Published: 7 November 2011

Abstract

Background

During the 2009 influenza A/H1N1v pandemic, children were identified as a specific "at risk" group. We conducted a multicentric study to describe pattern of influenza A/H1N1v infection among hospitalized children in Brussels, Belgium.

Methods

From July 1, 2009, to January 31, 2010, we collected epidemiological and clinical data of all proven (positive H1N1v PCR) and probable (positive influenza A antigen or culture) pediatric cases of influenza A/H1N1v infections, hospitalized in four tertiary centers.

Results

During the epidemic period, an excess of 18% of pediatric outpatients and emergency department visits was registered. 215 children were hospitalized with proven/probable influenza A/H1N1v infection.

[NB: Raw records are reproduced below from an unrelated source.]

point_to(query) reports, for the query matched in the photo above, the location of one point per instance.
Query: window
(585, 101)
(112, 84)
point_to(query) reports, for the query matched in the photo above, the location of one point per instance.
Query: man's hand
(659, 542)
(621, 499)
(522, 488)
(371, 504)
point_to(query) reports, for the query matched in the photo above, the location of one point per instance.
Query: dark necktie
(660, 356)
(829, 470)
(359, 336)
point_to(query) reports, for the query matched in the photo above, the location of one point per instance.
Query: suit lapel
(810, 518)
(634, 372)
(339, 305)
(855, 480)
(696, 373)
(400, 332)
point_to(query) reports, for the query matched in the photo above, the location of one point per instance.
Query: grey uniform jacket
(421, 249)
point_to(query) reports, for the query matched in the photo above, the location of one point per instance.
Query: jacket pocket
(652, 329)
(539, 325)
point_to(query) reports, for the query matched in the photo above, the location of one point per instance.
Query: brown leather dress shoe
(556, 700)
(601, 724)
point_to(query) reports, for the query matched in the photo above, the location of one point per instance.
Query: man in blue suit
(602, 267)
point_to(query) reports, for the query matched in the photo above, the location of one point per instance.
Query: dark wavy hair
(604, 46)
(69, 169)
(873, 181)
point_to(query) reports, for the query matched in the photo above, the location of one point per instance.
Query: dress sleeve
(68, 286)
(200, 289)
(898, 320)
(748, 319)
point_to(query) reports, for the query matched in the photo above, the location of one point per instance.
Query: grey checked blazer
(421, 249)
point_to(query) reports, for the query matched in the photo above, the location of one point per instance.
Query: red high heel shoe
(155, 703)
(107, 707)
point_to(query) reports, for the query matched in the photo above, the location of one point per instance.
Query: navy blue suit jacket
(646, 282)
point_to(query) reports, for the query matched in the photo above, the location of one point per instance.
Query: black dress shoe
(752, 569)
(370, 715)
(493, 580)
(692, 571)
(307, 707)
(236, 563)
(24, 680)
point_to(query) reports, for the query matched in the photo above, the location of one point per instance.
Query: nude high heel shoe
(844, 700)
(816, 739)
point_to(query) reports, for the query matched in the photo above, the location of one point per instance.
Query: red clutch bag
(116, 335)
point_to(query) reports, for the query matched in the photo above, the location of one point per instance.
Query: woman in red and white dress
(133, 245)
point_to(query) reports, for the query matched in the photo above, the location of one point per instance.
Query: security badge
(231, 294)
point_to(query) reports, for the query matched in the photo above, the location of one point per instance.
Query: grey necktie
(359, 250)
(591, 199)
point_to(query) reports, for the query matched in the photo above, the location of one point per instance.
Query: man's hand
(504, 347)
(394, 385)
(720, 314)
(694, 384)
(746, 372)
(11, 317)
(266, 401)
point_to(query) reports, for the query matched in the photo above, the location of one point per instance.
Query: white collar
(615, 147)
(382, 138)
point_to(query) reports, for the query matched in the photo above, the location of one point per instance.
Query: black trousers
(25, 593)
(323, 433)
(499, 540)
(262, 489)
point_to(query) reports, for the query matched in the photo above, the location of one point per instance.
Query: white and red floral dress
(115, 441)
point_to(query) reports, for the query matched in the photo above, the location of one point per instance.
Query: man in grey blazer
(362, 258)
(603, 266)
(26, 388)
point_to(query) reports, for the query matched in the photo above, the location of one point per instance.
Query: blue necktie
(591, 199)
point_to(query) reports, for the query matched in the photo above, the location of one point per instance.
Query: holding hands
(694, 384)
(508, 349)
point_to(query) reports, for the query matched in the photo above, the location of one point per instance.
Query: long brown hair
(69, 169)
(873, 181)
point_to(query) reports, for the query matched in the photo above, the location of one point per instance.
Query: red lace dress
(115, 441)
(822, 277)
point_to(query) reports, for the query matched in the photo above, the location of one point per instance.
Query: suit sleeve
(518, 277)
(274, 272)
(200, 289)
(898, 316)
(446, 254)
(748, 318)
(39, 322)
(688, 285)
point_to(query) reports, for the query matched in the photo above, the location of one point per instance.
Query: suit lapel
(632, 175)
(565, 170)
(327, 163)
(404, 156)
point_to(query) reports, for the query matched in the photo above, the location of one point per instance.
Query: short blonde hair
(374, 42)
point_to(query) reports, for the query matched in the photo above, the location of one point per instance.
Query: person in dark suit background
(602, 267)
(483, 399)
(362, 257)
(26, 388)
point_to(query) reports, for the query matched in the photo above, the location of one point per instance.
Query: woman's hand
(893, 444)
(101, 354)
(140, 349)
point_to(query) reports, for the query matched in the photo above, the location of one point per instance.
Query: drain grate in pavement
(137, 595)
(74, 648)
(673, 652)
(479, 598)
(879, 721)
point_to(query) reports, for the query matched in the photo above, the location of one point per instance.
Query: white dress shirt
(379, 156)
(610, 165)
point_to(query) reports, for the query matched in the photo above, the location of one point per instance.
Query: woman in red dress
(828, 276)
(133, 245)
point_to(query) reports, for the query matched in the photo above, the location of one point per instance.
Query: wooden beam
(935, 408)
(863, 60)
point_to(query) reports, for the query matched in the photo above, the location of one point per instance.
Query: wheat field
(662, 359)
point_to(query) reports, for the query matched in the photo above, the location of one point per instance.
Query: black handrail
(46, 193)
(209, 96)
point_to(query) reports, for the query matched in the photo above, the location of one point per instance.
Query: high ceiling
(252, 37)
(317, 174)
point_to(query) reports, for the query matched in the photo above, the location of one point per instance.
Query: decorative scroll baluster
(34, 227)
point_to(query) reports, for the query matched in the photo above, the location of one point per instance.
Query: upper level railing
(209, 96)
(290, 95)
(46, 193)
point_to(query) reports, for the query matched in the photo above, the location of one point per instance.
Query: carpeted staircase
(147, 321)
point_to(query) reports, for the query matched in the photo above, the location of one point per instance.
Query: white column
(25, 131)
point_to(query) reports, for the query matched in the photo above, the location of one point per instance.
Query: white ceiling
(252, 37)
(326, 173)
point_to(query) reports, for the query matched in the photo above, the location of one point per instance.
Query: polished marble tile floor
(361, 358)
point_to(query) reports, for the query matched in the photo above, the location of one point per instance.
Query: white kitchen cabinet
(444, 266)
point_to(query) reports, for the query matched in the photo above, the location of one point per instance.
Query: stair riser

Median age was 31 months. 47% had ≥ 1 comorbid conditions. Febrile respiratory illness was the most common presentation. 36% presented with initial gastrointestinal symptoms and 10% with neurological manifestations. 34% had pneumonia. Only 24% of the patients received oseltamivir but 57% received antibiotics. 10% of children were admitted to PICU, seven of whom with ARDS. Case fatality-rate was 5/215 (2%), concerning only children suffering from chronic neurological disorders. Children over 2 years of age showed a higher propensity to be admitted to PICU (16% vs 1%, p = 0.002) and a higher mortality rate (4% vs 0%, p = 0.06). Infants less than 3 months old showed a milder course of infection, with few respiratory and neurological complications.

Conclusion

Although influenza A/H1N1v infections were generally self-limited, pediatric burden of disease was significant. Compared to other countries experiencing different health care systems, our Belgian cohort was younger and received less frequently antiviral therapy; disease course and mortality were however similar.